Notice a couple of things about Peter’s feeble abilities . . .

He Was Not Bold Enough.

Peter sounds so valiant and courageous when he says, “I will lay down my life for Your sake.”  

The only problem is that

Not only was Peter not bold

Enough to die for Jesus,

He was not even bold

Enough to defend Jesus.

He slinked along behind the crowd, watching as Jesus was unjustly taken and tried.  When the little girl by the fire said, “You are one of His followers, aren’t you,” Peter’s courage wasn’t even sufficient to claim Jesus, much less rescue Him.  The reality is that Peter had the wrong kind of boldness.  His boldness on Passover night was a courage bolstered by his own arrogance.

Before his failure, Peter wasn’t bold enough. His confidence before his failure was a self-confidence, and it was never enough to stand in a spiritual battle.  Peter’s insufficient boldness warns us about having the wrong kind of courage.

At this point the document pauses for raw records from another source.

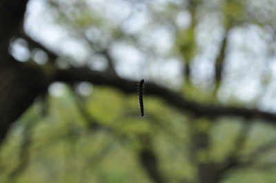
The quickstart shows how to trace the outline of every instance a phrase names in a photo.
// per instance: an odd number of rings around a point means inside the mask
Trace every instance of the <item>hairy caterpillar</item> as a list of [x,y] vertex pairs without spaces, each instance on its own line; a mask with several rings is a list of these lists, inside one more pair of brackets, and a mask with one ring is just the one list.
[[141,117],[144,116],[144,102],[143,102],[143,94],[144,94],[144,83],[145,81],[144,79],[140,80],[138,83],[138,100],[139,106],[140,107]]

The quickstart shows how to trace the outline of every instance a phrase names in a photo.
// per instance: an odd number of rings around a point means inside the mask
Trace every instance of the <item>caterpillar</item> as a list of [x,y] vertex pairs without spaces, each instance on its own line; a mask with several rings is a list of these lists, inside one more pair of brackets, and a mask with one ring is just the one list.
[[140,80],[138,83],[138,100],[139,106],[140,107],[141,117],[144,116],[144,102],[143,102],[143,94],[144,94],[144,83],[145,81],[144,79]]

Notice something further about Peter’s feeble abilities . . .

He Was Not Broken Enough.

As long as Peter thought he was able

To do something for Christ,

He would never be able

To do anything for Christ.

Peter had not come to

The point of brokenness,

Where he realized that he was

Totally dependent upon the Lord.

God uses broken things.  Job eased his bodily pain with broken pieces of pottery. Mary broke her alabaster box, and used its contents to minister to Christ.  Paul and his companions escaped from the sea on the broken pieces of a ship.  Peter was eventually used by God in a mighty way, but only after his self-confident, over-bearing will had been broken by the shame and regret of his sinful failure.

The same Peter, whose pride and arrogance led him to such a devastating fall, would one day write these words in 1 Peter 5:5-6, “Likewise you younger people, submit yourselves to your elders. Yes, all of you be submissive to one another, and be clothed with humility, for God resists the proud, but gives grace to the humble.  Therefore humble yourselves under the mighty hand of God, that He may exalt you in due time.”

Those are the words of a man speaking from experience.

Peter learned the hard way

That if we do not submit

Ourselves completely to God,

We are setting ourselves up for failure.

May the story of Peter’s failure cause us all to examine ourselves, and to look to God to keep us from falling.

This is God’s Word …

This is Grace for your Journey …

Rest and Rejoice in this eternal truth!

Pastor Terry

Ephesians 4:7 – “But to each one of us grace has been given as Christ apportioned it.”

Hebrews 4:16 – “Let us then approach the throne of grace with confidence, so that we may receive mercy and find grace to help us in our time of need.”